Referendum on Singur, Nandigram
If last week’s voting had the Left in West Bengal on edge with Maoist threats in the south west and the Gorkhaland upsurge in the North, Thursday’s will be an acid test for the Trinamool Congress-Congress alliance. Rakeeb Hossain reports.india Updated: May 07, 2009 01:17 IST
In Bengal’s most crucial round when 17 constituencies vote, Singur and Nandigram will dominate the scene. The key issue will be agriculture versus industry.
It will be a test of the ruling Left Front as well as the Opposition to show their strength in areas which have dominated debate in the country in the past couple of years: Singur, Nandigram and Nayachar.
In effect, this phase will give a clear verdict. Who do the masses want: the ‘pro-industry’ Left or the Trinamool which, according to its chief Mamata Banerjee (53), is fighting for “Ma, Mati, Manush, (mother, soil, people) of Bengal.”?

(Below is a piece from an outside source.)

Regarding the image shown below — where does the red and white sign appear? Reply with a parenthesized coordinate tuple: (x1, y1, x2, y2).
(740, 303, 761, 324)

In 2004, the Left won 14 of the 17 seats that will are going to vote in this phase. But political equations have changed rapidly in the last couple of years following the Singur and Nandigram incidents. Much of Left Front’s vote base has eroded in these flashpoint regions as proved by the Left’s poor show in panchayat elections in both places. Both Nandigram (in Tamluk constituency) and Singur (Hooghly constituency) will vote on Thursday.
The Congress, which is in an alliance with Trinamool, is fighting to retain its three seats in the Murshidabad district, where heavyweight candidates like Union External affairs minister Pranab Mukherjee (74) are seeking re-election.
Not just in this phase of polling, Nandigram and Singur will have an impact on all the 42 seats of Bengal. However, the performance in this phase of polling would help both parties formulate their strategies for the upcoming Assembly elections in 2011.